ジェイクとナンシーが浴槽を並べていちゃついているとシシー1が現れ、酔っ払ったジェイクを浴槽に沈めて殺す。そして妹のシシー2の海辺の家に行く。シシー2は太った夫ハーディとベッドにいた。シシー1がシシー2にナンシーを運ぶのを手伝って欲しいと頼む。一方夫を殺したから検視官のマジェットに連絡をする。そして事故死に見せてもらうが、マジェットは代わりにシシー1に体を求める。マジェットの息子スマットは、生き物の死体に数字をつけ花火を上げる趣味があった。さらに様々なゲームをする日々を送っていた。

 

シシー2は、夫ハーディがセックスレスで不満が募っている。しかも仕事ばかりで、ぶくぶく太ってみにくくなってきていた。ある日、ハーディが海で泳いでいて溺れかけるが、周りの人に助けてもらう。その後、また一人で海に行ったハーディは胃痙攣で溺れかける。シシー2は放っておこうとするが、スポーツの若者らのランニング姿をみて、助けられないように自ら海に入りハーディを殺してしまう。そしてマジェットを呼び、嘘の検死報告をしてもらう。

 

さらにシシー3は配管工でカナヅチのベラミと結婚する。普通のSEXは嫌だと最初に宣言し夫婦生活を始めるが、プールで泳ぎを教えている際、そのままSEXしようとしてベラミの浮き輪を取りそして溺死させてしまう。シシー3もマジェットに検死を頼むが、マジェットはシシー3に結婚を求めるものの、結局そっけなく断られる。

 

ジェイク、ハーディ、ベラミの関係者がジェイクらの死に不信感を持って調べようとするもはっきりしない。
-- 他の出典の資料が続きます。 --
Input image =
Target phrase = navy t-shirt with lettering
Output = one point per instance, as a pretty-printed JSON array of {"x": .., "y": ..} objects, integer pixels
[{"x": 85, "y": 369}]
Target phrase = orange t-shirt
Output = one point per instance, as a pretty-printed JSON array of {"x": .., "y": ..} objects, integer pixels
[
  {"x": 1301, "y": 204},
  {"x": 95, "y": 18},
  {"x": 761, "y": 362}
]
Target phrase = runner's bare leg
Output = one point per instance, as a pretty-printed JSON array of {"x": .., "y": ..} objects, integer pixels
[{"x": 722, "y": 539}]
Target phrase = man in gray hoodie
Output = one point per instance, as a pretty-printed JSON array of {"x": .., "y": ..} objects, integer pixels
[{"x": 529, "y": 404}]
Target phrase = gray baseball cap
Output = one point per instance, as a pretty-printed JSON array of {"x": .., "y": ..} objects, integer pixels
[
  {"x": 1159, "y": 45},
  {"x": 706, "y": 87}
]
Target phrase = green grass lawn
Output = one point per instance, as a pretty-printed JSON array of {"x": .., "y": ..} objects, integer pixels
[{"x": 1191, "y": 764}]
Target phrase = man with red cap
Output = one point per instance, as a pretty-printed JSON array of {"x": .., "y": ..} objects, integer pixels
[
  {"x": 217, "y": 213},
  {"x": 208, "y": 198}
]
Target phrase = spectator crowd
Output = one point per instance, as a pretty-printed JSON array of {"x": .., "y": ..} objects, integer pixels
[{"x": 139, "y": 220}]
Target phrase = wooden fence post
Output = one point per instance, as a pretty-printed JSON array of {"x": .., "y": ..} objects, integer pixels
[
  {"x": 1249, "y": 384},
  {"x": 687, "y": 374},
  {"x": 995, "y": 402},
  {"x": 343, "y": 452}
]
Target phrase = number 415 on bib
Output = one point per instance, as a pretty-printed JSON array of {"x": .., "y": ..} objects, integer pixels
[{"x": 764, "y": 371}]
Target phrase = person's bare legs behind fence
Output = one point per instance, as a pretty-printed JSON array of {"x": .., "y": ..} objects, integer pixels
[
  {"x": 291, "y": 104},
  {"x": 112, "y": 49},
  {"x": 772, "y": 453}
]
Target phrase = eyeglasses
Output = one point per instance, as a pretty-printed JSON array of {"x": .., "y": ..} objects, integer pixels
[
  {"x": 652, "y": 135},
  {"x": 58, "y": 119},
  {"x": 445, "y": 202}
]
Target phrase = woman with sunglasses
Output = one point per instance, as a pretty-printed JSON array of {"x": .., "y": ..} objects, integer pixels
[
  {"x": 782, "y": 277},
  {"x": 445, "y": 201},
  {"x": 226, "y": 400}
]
ある日シシー三姉妹らと共に浜辺で綱引きゲームをしようということになる。ジェイクらの関係者は車で駆けつけるが途中で縄跳びをしているエルシーを撥ねてしまう。

 

浜辺で綱引きが始まるが、刑事が来てスマットを呼んだため、スマットが突然抜けたので三姉妹らは負けてしまう。間も無くして、三姉妹はそれぞれの夫の遺灰を湖に捨てるべくマジェットに協力してもらい船に乗る。スマットは、彼らに花向けるように花火を打ち上げ、自らは首を吊ってしまう。

 

船の上で三姉妹はマジェットを殺そうと画策、遺灰を流し、船の底の穴を開け、マジェットが沈んで行く姿で映画は終わる。船にはスマットが書いた100の文字があった。

 

なんとも言えないブラックコメディという一本ですが、芸術的な画面作りはさすがに素晴らしく、それを楽しむなら満足感に浸れる作品という映画でした。

 

「ZOO」

映像は本当に素晴らしいと思うのですが、なんとも言えないグロテスクな感性にはちょっとついていけなかった。監督はピーター・グリーナウェイ

 

動物園の前、二人の子供が嫌がる犬を引きずっている場面から映画は幕を開ける。そして片足のゴリラやシマウマの首が投げ入れられた虎の檻などのカットを細かく繋いでタイトルが流れる。ゴリラを撮影する職員のアップから、外で交通事故の急ブレーキの音、カットが変わり、車の事故のショット、車の中で運転していた一人の女性アルバが重症で片足を切断される。この車に動物園に勤務する動物学者オズワルドとオリヴァーの妻が乗っていて亡くなってしまう。二人は双子だった。

 

二人は悲しみの中、死んだ動物が腐敗していく過程を記録する実験にのめり込んでいく。さらにアルバに惹かれアルバもまた二人に惹かれていく。外科医ヴァン・メイハランはアルバに興味を覚え、もう片方の足も切ろうと考える。アルバにはベータという娘がいた。大勢の子供を作りたかったが、結局出来なかった。やがてもう片方も切断したアルバは同じく両足のないファンと一緒に暮らすとオリヴァーらに告げるが、オリヴァーらはアルバの腐敗する姿を撮影したいと提案するもファンやベータに拒否される。

 

やがて、アルバはオリヴァーらの前でレコードを聞きながら息絶え、自身のエスカルゴの庭と遺産をオリヴァーらに残す。オリヴァーとオズワルドは、自らの腐敗していく姿を撮影するためにアルバの残してくれたエスカルゴの庭でカメラの前で自殺、カタツムリが彼らを覆っていって映画は終わる。

 

なんとも言えない映画で、娼婦ミロのエピソードなども本編に絡むのですがうまく感想に書けなかった。面白い映画だし、映像的には素晴らしいのですが、動物が腐敗する様が何度も挿入されるのはちょっと目を背けてしまいます。でも独特のオリジナリティあふれる映画でした。